Kim Foxx touts accomplishing her ‘mission’ as Cook County state’s attorney: ‘No one drove me out of this job’

Cook County State’s Attorney Kim Foxx speaks Tuesday at a meeting of the Leaders Network at the Columbus Park Refectory. She leaves office in 11 months. (David Struett/Sun-Times)

Cook County State’s Attorney Kim Foxx defended her seven years in office Tuesday, saying she’s decided not to run for another term because she’s accomplished her goals and wants to make room for the next generation of leaders.

Foxx wouldn’t share herplans after her term ends in 11 months.

“I honestly don’t know what I’m going to do next,” she told a meeting of the Leaders Network at the Columbus Park Refectory.

Foxx, 51, assured the crowd that “No one drove me out of this job.”

She announced last April that she wouldn’t run for a third term.

Foxx framed her legacy in terms of her accomplishments: helping usher in the end of cash bail, overseeing the legalization of marijuana, increasing her office’s transparency by making prosecution data public and overturning more than 200 wrongful convictions.

“I had a job to do, a mission to serve, and I believe I accomplished that mission,” she said.

She boasted about shifting her office’s focus from low-level crimes to violent cases. When she took office in 2016, Foxx said her office’s most common charge was shoplifting. She raised the threshold for felony shoplifting from $300. Now her office’s most-charged offense is gun possession.

Foxx also addressed criticism that she was not hard enough on carjacking suspects. She said her office prosecuted 90% of carjacking cases brought to her office. The problem, she said, was that only 12 people were arrested for every 100 carjackings.

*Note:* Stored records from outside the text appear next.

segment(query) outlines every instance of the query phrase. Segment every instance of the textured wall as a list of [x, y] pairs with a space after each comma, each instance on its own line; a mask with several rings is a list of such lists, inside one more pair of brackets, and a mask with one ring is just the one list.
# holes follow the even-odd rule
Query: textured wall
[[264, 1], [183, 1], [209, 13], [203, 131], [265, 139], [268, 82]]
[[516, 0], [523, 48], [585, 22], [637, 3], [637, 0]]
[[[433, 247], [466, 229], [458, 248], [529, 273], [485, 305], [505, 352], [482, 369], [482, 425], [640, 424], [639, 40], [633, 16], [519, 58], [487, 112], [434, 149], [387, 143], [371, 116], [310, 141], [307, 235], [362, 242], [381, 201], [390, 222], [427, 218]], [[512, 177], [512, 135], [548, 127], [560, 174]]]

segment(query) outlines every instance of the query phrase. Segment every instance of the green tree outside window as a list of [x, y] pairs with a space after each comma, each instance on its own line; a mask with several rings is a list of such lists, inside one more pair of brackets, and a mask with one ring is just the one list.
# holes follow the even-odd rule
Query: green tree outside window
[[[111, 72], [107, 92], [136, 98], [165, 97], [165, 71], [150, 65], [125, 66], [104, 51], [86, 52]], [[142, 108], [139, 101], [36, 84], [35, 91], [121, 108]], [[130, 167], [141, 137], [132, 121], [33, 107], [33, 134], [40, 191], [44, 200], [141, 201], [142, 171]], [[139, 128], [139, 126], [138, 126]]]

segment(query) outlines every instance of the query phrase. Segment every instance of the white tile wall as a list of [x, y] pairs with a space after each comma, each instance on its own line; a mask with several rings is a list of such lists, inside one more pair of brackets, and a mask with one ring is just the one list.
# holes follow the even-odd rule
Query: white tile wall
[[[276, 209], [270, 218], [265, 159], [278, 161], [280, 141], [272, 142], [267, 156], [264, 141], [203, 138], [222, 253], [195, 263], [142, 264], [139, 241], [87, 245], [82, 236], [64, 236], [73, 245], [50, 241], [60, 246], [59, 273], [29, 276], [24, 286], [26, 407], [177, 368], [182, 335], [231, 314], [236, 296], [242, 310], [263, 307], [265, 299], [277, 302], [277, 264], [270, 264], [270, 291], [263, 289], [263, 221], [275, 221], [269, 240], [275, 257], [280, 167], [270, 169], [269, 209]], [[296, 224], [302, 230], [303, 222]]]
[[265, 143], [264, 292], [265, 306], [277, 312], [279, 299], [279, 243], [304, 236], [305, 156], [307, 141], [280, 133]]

She said she’s proud of the direction she took the office and wants her work understood in the historical context. She took office in 2016 after the police shooting of teen Laquan McDonald, during the city’s most violent year since the 1990s, when the public was looking for a top prosecutor who would hold police accountable.

“It’s really important that we understand the context for whomever comes next,” she said, alluding to the candidates for state’s attorney in the March primary: Eileen O’Neill Burke, a retired Illinois appellate court judge, and Clayton Harris III, a public policy professor and former political aide.

Foxx said violence will continue, no matter who is state’s attorney, until the city tackles long-term and widespread inequality and disinvestment in large parts of the city.

“When you cut people off from the resources they need to thrive, what you see is violence,” she said. Those neighborhoods need economic investment, mental health care services and educational opportunities, she said.

Foxx said she didn’t just make history as the first Black woman to be the county’s state’s attorney. She said she’s “an anomaly” because, “I’m from public housing.”

She reflected on her youth at the former Cabrini-Green housing complex on Division Street, and how people with her upbringing are usually stuck within the criminal justice system, not leading it.

Foxx criticized the growing reliance on technology in law enforcement and Chicago’s gunshot detection system, known as ShotSpotter.

“People are so weary to call police that we created a technology” to alert police of shootings, she said. “Justice cannot be delivered by AI This is a people-powered endeavor.”

Foxx said the county’s next state’s attorney must continue to restore faith in the justice system by staying transparent, holding police accountable and continuing the work of overturning wrongful convictions.